As mentioned above, star anise is one of the most distinctive flavours in Chinese savoury cuisine. It is an ingredient of China's standard five-spice powder blend. Star anise adds flavour to vegetables and meat, and it's also used as a marinade. Curries, sweets, liqueurs, and pickles all benefit from its addition. Chinese chefs use it to season roast duck and other foods and prepare tea. Star anise is used in the famous Vietnamese soup pho. It is more commonly employed in Western countries to flavour liqueurs such as absinthe, sambuca, pastis, and cookies and cakes.

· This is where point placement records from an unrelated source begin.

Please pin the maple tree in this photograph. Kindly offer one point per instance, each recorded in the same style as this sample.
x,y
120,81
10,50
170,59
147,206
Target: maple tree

Eight-carpels star anise, Image Source: Pexels
Star anise essential oil adds flavour to various foods and drinks, including carbonated beverages, baked goods, and alcoholic beverages. As a fruit, it is popular in culinary realms and imperative to indigenous medical practices. Its properties make it antibacterial, carminative, diuretic, and stomachic. It's beneficial for spastic colon and bloating. Star anise oil has several uses in traditional medicine, including as a digestive aid, an expectorant, a stimulant, and a tonic for the central nervous system. B-complex vitamins, including pyridoxine, niacin, riboflavin, and thiamin, can all be found in high concentrations in the seeds.
Global culinary terms
One would be amazed to know several monikers for this condiment. In India alone, it is called Anasphal in Hindi, Takkolam in Malayalam, Badian in Marathi, Anasphul in Oriya, and Anashuppu in Tamil, Anaspuvu in Telugu and Badyani in Urdu. Ba jiao in Chinese, Badyan in Czech, Steranijs in the Dutch language, Anis de la Chine in French, and Sternanis in German are all names for it. In Indonesia, it is known as Bunga Lawang, Anice Stellato in Italian, Badyan in Russia and Spanish calls it Badian and Nepalese know it as star phul.